What is a good source for datasets that can be used to train machine learning algorithms, specifically image sets for computer vision projects.
The best source I've found so far is: http://archive.ics.uci.edu/ml/index.html
What is a good source for datasets that can be used to train machine learning algorithms, specifically image sets for computer vision projects.
The best source I've found so far is: http://archive.ics.uci.edu/ml/index.html
Here's my list which i've maintained for the past five years or so.

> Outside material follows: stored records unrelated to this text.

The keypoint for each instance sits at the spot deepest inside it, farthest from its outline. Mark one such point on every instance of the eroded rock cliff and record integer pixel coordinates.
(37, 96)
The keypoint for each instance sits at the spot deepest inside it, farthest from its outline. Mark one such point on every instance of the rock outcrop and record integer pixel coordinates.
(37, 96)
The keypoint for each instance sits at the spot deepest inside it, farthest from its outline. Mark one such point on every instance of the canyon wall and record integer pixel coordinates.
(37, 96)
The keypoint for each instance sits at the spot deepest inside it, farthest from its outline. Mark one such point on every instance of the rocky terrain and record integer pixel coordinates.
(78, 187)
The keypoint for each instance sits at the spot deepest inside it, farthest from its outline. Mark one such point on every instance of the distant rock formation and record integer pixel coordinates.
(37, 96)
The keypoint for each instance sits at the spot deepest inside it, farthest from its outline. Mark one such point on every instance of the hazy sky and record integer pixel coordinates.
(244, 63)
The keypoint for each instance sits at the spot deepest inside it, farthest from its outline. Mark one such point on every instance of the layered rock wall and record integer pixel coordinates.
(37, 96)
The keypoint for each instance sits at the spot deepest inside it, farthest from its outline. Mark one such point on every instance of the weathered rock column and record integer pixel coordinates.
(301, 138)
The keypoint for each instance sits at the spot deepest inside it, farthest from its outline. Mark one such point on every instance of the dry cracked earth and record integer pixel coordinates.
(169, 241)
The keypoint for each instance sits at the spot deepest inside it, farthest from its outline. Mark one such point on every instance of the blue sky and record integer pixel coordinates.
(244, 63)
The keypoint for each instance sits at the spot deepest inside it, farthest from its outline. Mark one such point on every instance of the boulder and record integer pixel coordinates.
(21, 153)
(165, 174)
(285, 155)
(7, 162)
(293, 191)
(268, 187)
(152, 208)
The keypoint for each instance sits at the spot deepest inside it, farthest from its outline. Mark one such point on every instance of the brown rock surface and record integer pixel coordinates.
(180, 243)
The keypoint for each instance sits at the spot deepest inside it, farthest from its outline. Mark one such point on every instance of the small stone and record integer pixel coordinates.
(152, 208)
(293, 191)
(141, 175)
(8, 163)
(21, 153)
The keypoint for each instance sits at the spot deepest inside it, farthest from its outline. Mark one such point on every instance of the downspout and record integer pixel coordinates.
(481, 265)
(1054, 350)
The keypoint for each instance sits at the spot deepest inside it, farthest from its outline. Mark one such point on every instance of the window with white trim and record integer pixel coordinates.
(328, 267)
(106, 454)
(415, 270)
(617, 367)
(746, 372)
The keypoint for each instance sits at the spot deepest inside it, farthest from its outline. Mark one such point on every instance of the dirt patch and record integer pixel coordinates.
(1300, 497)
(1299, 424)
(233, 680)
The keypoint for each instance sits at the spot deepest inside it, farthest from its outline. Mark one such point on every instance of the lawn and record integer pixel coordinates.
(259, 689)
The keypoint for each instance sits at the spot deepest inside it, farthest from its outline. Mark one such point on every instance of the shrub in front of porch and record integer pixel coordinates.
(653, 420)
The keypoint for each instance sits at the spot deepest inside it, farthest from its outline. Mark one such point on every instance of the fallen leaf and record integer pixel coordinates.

Many of the data sources listed her are specifically intended for use in ML algorithms (i.e., the data is divided into a training set and a much smaller test set), others are more general, but are certainly suitable for ML.
I. A few meta-sources:
Swivel, a data search engine
StatLib, a widely used meta-directory of data sources maintained by Carnegie Mellon University
A meta-directory from a leading ML blog, Inductio Ex Machina
A directory of 30 datameta-directories from Flowing Data
II. Some domain-specific databases:
MNIST, the primary resource for handwriting-recognition data
Labeled Faces in the Wild, the primary resource for facial-recognition data
GroupLens, a massive dataset of viewer film preferences
Spambase, a dataset prepared from > 4,500 different email messages, each message parsed against over 50 different attributes
III. Some collections directed to particular Machine Learning techniques:
A collection of data by the author of LIBSVM, the leading SVM engine, intended for use in SVM and support-vector regression
Various datasets specifically intended for training/testing Neural Networks
MNIST Handwritten digit dataset :
Many scores of different algorithms included..
http://www.cs.nyu.edu/~ylclab/data/norb-v1.0/index.html
And the much harder 3d object reckognition dataset. Both have much documentation/papers..
kaggle.com - it's also a good way to benchmak yourself against others.